ELT (Extract Load Transform)
Eventually, as the number of enterprise applications and their usage increased, the amount of data stored in a DW reached terabytes and outgrew single large machine capacity. A new breed of MPP database management appliances was born where data was stored in a shared nothing architecture across multiple physical machines thus sharding and parallelizing data storage and access across multiple notes. With this came a new data processing paradigm — ELT — that allowed data management professionals to offload data transformation processing to the new parallel processing capabilities that data warehousing appliances offered without having to scale their ETL infrastructure to the same scale, especially in high-velocity use cases. Unfortunately, this often meant going back to coding data transformations in SQL. Most data still came in batches from internal enterprise applications.
With the proliferation of the internet and ubiquitous connectivity, new data sources were coming online — web traffic, social media, and location services. This data was usually unstructured or semi-structured with terabyte data volumes.
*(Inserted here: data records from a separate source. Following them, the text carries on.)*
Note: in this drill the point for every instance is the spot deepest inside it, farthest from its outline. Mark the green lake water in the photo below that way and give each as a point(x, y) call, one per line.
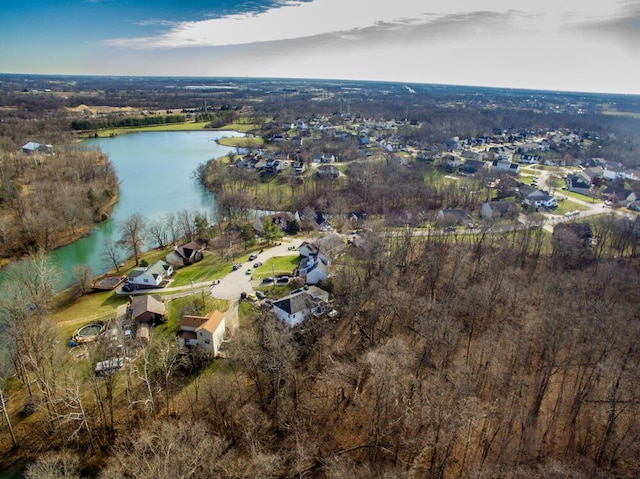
point(155, 172)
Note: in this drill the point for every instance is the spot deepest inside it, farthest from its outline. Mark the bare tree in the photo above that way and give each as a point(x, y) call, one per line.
point(110, 254)
point(82, 276)
point(158, 232)
point(133, 233)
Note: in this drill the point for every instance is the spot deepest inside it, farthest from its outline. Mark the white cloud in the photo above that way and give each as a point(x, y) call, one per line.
point(294, 20)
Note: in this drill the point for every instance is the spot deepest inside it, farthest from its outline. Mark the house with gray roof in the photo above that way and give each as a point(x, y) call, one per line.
point(296, 307)
point(150, 277)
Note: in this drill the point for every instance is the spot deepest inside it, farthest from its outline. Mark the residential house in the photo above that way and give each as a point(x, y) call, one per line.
point(452, 163)
point(493, 210)
point(540, 199)
point(204, 332)
point(471, 167)
point(595, 173)
point(613, 173)
point(331, 244)
point(470, 155)
point(505, 166)
point(186, 254)
point(299, 167)
point(579, 183)
point(146, 308)
point(313, 268)
point(619, 195)
point(323, 158)
point(150, 277)
point(328, 171)
point(529, 159)
point(315, 257)
point(453, 144)
point(296, 307)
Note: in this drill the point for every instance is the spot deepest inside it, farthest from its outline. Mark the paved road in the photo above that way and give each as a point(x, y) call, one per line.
point(232, 285)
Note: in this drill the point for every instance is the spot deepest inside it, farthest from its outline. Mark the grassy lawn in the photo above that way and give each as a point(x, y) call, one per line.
point(276, 266)
point(69, 315)
point(566, 206)
point(240, 127)
point(213, 266)
point(196, 305)
point(241, 142)
point(578, 196)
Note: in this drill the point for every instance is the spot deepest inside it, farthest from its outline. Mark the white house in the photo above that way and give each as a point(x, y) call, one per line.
point(323, 158)
point(314, 267)
point(298, 306)
point(538, 199)
point(204, 332)
point(186, 254)
point(151, 276)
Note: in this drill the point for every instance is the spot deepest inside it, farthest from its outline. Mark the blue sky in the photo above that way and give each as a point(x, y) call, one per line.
point(573, 45)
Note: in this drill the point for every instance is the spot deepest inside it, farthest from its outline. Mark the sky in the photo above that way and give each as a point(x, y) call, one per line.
point(565, 45)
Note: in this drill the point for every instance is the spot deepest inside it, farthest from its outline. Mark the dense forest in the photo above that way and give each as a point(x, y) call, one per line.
point(510, 352)
point(49, 200)
point(447, 360)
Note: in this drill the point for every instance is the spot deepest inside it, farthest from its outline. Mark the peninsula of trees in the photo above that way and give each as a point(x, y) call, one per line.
point(480, 346)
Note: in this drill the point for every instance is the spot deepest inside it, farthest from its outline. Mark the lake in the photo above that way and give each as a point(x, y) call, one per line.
point(155, 172)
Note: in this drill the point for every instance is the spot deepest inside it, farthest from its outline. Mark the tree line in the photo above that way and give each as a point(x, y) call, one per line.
point(49, 200)
point(89, 124)
point(447, 360)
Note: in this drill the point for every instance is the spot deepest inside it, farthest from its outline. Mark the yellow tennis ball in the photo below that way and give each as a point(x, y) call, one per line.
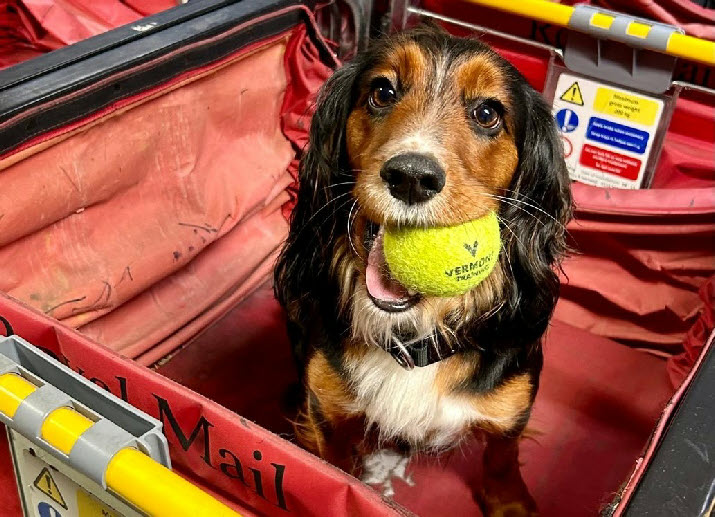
point(443, 261)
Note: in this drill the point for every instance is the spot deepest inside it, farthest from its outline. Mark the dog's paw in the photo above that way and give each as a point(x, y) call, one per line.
point(496, 508)
point(382, 466)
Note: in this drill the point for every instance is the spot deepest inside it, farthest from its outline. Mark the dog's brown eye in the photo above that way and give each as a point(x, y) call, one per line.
point(486, 116)
point(382, 95)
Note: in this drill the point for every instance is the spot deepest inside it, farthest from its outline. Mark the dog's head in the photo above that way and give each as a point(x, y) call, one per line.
point(424, 129)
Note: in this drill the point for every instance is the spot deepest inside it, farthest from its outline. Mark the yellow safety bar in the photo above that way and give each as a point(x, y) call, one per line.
point(679, 45)
point(131, 474)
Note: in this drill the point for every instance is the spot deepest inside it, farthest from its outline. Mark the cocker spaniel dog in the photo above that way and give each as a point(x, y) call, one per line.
point(427, 130)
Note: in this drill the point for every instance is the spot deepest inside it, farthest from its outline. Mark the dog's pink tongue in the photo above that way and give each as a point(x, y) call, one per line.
point(377, 278)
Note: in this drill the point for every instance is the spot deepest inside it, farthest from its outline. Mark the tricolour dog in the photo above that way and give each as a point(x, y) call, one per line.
point(424, 129)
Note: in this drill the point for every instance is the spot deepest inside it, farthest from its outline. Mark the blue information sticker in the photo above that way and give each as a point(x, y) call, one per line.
point(567, 120)
point(617, 135)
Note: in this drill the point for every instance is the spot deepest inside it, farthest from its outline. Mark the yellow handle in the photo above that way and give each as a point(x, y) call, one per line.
point(131, 474)
point(679, 45)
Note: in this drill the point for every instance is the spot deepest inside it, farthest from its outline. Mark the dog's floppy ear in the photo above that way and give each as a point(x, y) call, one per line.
point(537, 211)
point(321, 211)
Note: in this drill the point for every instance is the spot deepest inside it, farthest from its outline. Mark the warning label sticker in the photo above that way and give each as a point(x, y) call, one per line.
point(610, 162)
point(607, 132)
point(617, 135)
point(51, 493)
point(634, 108)
point(573, 94)
point(46, 484)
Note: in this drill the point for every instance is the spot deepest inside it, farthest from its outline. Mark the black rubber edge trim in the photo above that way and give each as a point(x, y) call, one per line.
point(41, 88)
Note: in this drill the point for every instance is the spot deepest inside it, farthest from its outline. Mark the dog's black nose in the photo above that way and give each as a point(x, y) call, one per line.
point(413, 178)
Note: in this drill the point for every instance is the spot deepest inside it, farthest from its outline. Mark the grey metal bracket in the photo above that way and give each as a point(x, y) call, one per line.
point(117, 425)
point(614, 55)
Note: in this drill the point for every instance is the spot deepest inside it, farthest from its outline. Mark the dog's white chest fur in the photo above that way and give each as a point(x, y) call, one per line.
point(407, 404)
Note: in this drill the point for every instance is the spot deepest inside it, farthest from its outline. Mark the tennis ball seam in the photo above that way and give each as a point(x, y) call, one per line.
point(443, 261)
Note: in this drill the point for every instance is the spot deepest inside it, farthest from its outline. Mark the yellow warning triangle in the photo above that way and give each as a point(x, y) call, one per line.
point(45, 484)
point(573, 94)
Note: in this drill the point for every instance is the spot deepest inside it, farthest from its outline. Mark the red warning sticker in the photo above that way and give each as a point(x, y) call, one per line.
point(610, 162)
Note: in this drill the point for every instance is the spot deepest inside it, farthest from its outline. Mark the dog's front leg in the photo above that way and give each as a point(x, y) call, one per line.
point(503, 492)
point(326, 426)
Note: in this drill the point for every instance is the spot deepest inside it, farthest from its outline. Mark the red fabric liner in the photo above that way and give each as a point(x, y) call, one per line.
point(643, 461)
point(29, 28)
point(680, 366)
point(306, 73)
point(223, 441)
point(168, 295)
point(587, 427)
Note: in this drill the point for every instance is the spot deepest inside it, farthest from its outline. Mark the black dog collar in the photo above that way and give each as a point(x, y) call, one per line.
point(422, 353)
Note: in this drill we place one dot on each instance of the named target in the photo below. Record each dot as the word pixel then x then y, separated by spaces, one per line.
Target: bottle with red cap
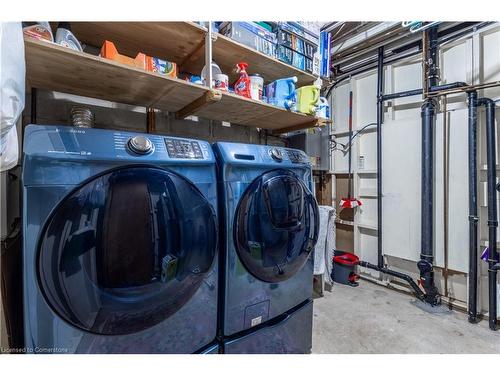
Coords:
pixel 242 85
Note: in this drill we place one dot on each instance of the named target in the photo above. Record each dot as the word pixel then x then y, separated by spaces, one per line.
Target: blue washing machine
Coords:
pixel 270 226
pixel 120 242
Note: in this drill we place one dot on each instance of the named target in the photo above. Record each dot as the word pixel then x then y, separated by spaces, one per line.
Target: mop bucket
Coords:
pixel 343 270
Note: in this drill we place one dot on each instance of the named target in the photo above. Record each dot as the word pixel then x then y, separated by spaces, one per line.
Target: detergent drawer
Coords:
pixel 291 335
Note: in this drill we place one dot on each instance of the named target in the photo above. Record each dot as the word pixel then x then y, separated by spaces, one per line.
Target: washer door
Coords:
pixel 126 249
pixel 276 226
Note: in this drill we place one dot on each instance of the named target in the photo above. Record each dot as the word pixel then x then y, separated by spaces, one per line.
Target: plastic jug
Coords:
pixel 307 99
pixel 65 37
pixel 281 93
pixel 215 70
pixel 323 108
pixel 242 85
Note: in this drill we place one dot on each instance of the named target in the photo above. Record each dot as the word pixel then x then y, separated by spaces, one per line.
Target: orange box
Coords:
pixel 109 51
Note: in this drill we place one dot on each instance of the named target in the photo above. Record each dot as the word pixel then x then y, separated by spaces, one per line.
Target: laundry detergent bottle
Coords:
pixel 66 38
pixel 282 93
pixel 242 85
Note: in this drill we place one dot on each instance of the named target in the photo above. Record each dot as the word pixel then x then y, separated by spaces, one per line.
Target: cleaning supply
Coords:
pixel 323 110
pixel 281 93
pixel 350 202
pixel 154 64
pixel 221 82
pixel 66 38
pixel 307 99
pixel 242 85
pixel 256 86
pixel 109 51
pixel 215 70
pixel 344 268
pixel 38 30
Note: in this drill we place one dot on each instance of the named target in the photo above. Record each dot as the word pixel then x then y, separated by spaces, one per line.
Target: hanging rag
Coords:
pixel 12 91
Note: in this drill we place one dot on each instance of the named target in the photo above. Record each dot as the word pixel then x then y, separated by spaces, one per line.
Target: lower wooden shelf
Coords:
pixel 52 67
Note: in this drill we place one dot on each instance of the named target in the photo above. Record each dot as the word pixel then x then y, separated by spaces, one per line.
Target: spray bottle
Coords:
pixel 242 85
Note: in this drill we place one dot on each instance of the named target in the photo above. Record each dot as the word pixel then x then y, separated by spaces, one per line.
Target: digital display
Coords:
pixel 183 149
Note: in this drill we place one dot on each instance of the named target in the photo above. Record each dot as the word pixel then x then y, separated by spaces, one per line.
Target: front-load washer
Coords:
pixel 269 228
pixel 120 242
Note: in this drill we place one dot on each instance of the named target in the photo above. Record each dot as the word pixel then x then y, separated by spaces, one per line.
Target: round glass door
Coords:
pixel 276 226
pixel 126 250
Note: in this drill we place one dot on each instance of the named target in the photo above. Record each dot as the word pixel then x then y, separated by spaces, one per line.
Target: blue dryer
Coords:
pixel 270 226
pixel 120 242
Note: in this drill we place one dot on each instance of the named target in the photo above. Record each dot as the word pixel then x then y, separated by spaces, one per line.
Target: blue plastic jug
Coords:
pixel 281 93
pixel 323 108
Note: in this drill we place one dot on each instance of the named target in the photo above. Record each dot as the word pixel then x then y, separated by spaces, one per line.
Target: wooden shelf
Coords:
pixel 227 53
pixel 183 43
pixel 52 67
pixel 180 42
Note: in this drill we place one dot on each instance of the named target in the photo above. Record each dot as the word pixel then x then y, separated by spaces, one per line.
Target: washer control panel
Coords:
pixel 296 156
pixel 140 145
pixel 276 154
pixel 183 149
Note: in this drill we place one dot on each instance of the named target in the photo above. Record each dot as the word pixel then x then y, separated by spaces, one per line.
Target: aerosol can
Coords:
pixel 242 85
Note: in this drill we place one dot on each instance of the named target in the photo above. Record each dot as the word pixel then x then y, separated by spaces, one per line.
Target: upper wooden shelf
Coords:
pixel 227 53
pixel 183 43
pixel 180 42
pixel 52 67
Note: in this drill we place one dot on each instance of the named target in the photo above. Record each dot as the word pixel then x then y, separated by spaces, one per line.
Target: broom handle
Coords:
pixel 349 182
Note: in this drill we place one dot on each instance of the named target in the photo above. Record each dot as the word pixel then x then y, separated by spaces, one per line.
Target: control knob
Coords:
pixel 276 154
pixel 140 145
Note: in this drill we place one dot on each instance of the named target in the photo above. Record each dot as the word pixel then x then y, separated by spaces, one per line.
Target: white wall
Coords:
pixel 473 59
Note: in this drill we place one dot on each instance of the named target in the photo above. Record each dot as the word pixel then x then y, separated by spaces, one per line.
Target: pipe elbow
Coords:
pixel 487 102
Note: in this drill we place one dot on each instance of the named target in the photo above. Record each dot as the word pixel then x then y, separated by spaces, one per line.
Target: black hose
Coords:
pixel 417 291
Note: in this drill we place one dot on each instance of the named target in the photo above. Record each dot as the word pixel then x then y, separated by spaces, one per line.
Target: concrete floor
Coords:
pixel 374 319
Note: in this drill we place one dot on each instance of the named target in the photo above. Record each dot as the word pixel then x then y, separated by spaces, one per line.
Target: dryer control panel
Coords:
pixel 183 148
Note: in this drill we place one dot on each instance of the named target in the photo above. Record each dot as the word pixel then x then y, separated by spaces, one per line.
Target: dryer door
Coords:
pixel 276 226
pixel 126 249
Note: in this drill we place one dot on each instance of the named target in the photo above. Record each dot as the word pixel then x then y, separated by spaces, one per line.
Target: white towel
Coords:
pixel 323 251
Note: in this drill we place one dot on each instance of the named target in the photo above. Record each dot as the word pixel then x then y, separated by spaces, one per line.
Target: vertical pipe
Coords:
pixel 492 209
pixel 380 118
pixel 433 77
pixel 473 218
pixel 425 264
pixel 427 197
pixel 33 105
pixel 208 55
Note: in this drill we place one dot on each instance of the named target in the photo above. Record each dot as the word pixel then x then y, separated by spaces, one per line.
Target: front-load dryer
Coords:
pixel 269 228
pixel 120 242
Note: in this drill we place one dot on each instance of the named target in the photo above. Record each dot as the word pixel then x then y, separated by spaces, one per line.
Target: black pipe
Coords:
pixel 380 119
pixel 418 292
pixel 433 77
pixel 33 105
pixel 425 265
pixel 403 94
pixel 473 218
pixel 492 209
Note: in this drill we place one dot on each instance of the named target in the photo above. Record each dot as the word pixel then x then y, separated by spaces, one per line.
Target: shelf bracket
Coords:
pixel 211 96
pixel 316 123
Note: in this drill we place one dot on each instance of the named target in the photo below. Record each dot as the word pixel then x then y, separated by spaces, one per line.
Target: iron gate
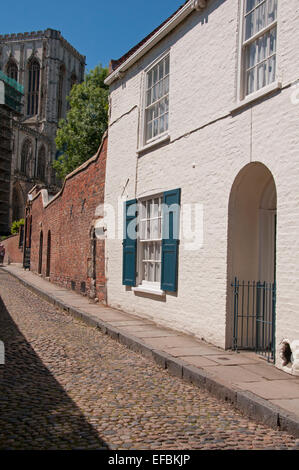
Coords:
pixel 254 317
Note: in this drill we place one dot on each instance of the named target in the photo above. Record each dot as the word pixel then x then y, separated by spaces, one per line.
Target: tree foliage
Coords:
pixel 79 135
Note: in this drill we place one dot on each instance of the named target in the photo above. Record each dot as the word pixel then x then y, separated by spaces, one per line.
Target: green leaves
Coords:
pixel 79 135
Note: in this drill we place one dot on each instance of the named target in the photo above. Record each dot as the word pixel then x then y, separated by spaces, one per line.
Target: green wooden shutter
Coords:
pixel 129 243
pixel 170 239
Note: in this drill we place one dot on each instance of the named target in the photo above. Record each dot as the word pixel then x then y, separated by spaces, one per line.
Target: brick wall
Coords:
pixel 69 218
pixel 13 254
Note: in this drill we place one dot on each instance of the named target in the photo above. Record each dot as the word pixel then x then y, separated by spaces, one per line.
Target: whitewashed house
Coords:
pixel 204 113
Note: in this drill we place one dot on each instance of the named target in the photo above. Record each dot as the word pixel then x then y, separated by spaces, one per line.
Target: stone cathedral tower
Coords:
pixel 47 66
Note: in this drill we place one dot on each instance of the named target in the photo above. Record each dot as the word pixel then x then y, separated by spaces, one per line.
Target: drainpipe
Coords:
pixel 35 161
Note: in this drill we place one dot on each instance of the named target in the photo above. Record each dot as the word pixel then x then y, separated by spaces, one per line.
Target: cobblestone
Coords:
pixel 66 386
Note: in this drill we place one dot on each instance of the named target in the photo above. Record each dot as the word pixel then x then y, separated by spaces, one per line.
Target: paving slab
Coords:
pixel 199 350
pixel 144 331
pixel 232 359
pixel 234 374
pixel 199 361
pixel 273 389
pixel 164 343
pixel 267 371
pixel 291 404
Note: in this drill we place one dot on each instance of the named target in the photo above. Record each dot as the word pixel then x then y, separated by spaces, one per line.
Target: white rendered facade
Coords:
pixel 233 154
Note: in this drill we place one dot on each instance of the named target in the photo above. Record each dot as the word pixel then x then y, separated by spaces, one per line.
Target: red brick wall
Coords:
pixel 13 253
pixel 70 218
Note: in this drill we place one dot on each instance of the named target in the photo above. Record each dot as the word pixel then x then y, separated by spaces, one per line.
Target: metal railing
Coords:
pixel 254 305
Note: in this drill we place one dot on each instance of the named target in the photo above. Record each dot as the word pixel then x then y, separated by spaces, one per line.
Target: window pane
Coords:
pixel 262 48
pixel 157 83
pixel 149 131
pixel 272 68
pixel 142 229
pixel 161 124
pixel 166 103
pixel 249 25
pixel 161 107
pixel 251 54
pixel 167 65
pixel 156 127
pixel 272 46
pixel 160 70
pixel 155 74
pixel 157 274
pixel 250 4
pixel 250 81
pixel 155 93
pixel 148 97
pixel 272 10
pixel 166 122
pixel 156 208
pixel 145 272
pixel 160 92
pixel 149 79
pixel 151 272
pixel 165 85
pixel 260 17
pixel 261 75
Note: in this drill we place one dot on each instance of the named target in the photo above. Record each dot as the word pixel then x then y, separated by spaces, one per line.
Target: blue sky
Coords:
pixel 100 29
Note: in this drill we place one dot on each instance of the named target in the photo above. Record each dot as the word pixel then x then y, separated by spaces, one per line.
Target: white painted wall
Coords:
pixel 203 91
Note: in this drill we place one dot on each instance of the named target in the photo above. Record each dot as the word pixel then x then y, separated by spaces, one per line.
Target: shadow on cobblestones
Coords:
pixel 35 411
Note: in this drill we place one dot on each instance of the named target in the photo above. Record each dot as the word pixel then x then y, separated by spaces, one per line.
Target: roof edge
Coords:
pixel 153 39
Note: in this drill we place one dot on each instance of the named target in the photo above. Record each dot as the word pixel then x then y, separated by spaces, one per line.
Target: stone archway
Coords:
pixel 251 259
pixel 18 204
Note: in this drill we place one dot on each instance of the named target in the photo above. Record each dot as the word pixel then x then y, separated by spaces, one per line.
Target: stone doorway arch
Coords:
pixel 251 258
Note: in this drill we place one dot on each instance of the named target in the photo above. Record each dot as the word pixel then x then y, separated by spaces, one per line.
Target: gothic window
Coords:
pixel 60 91
pixel 12 69
pixel 33 88
pixel 41 165
pixel 73 80
pixel 26 154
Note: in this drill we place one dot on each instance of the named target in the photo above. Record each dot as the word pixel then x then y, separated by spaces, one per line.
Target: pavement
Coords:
pixel 245 380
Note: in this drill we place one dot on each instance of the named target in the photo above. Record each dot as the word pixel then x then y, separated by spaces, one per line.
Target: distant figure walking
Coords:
pixel 2 253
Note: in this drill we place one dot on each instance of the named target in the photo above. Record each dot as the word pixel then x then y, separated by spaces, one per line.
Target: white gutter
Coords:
pixel 153 40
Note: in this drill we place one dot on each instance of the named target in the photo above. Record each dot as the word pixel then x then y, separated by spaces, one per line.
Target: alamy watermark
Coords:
pixel 183 222
pixel 2 353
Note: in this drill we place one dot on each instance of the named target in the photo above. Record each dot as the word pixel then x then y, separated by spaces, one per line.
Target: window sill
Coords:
pixel 256 95
pixel 149 290
pixel 158 141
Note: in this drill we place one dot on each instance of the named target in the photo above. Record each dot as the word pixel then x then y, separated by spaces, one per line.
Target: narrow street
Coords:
pixel 67 386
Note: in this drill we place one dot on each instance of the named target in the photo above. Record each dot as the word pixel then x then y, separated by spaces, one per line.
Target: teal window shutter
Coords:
pixel 170 239
pixel 130 243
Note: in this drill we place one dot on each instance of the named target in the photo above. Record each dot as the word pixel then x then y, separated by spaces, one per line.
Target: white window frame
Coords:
pixel 143 144
pixel 151 287
pixel 242 97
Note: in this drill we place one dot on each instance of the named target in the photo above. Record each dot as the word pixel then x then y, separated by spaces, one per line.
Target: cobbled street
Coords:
pixel 68 386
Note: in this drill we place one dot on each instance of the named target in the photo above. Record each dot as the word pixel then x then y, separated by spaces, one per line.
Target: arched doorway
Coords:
pixel 48 255
pixel 17 203
pixel 40 256
pixel 251 261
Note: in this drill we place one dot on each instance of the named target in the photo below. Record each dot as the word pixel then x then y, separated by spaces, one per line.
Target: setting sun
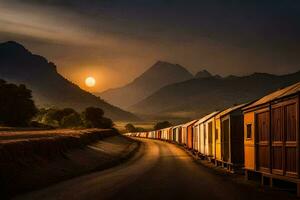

Big data was born with multiple machine Hadoop clusters and a MapReduce programming pattern to extract relevant insights and aggregations to be loaded into DW. ETL vendors such as Talend implemented Hadoop integrations to allow for a higher level of ETL abstraction instead of having to write low-level MapReduce code. Unfortunately, Hadoop and MapReduce were built for batch processing and as new streaming data sources came online, and business desired up to the minute analytics on near real-time data. With that need, the Lambda architecture was born with its two separate processing paths: one for batch and one for streaming. This resulted in data integrators having to code and maintain two data processing paths.
UPM (Unified Programming Model)
Today’s information supply side is growing exponentially — people/device connectivity is increasing, always on and real-time interaction applications are proliferating, and devices are becoming smart-everything. All of this is generating petabytes of new data that is streaming in at a high velocity. At the same time, traditional enterprise data sources have not stopped producing batch data that needs to be integrated with new datasets. On the information consumption side, cloud platform providers such as Google BigQuery offers petabyte scale storage capabilities at the fraction of the on-premise storage cost to store and analyze billion row data sets. Thus, the needs to integrate data from all sources, transform, cleanse, and load in a standard format keeps on growing and all it has to be applied to both streaming and batch data flows consistently. So how do we solve this data integration need? Do we do ETL, ELT, MR, Lambda, or something new? Recently, we’ve seen a different idea start to gain traction. Meet Apache Beam, an open-source framework to unify streaming and batch data processing through the Unified Programming Model (UPM).
Started in 2016 by Google, Talend, and others, the goal of Apache Beam is to “implement batch and streaming data processing jobs that run on any execution engine.” Apache Beam code can run on any Beam executor engine. With its ability to support both batch and streaming with the same programming model, there is no more need for a Lambda architecture with two parallel code execution paths for batch and streaming. Developers now can write a single Apache Beam transformation code once that works for both traditional bounded batch data sets and continuous unbounded infinite streaming data sources such as IoT device data.
Google Cloud DataFlow is an Apache Beam runner on Google Cloud Platform. Google Cloud Dataflow offers no-ops serverless auto-scalable processing. It will scale execution nodes up and down based on data volume. Google Cloud Dataflow is well integrated with Google BigQuery for streaming inserts (Google’s data warehouse in the cloud offering).
This sounds all very exciting, but there must be a catch? The biggest difficulty with Apache Beam and UPM is the fairly low-level programming that needs to be done in implementing transformations. An integration developer has to have a deep understanding of the Apache Beam programming model to efficiently implement transformations especially for unbounded data sources that require mastering such concepts as windowing, triggering, and watermarks. This requires data engineering skills instead of data integration skills — think Hadoop MapReduce programming in the early days.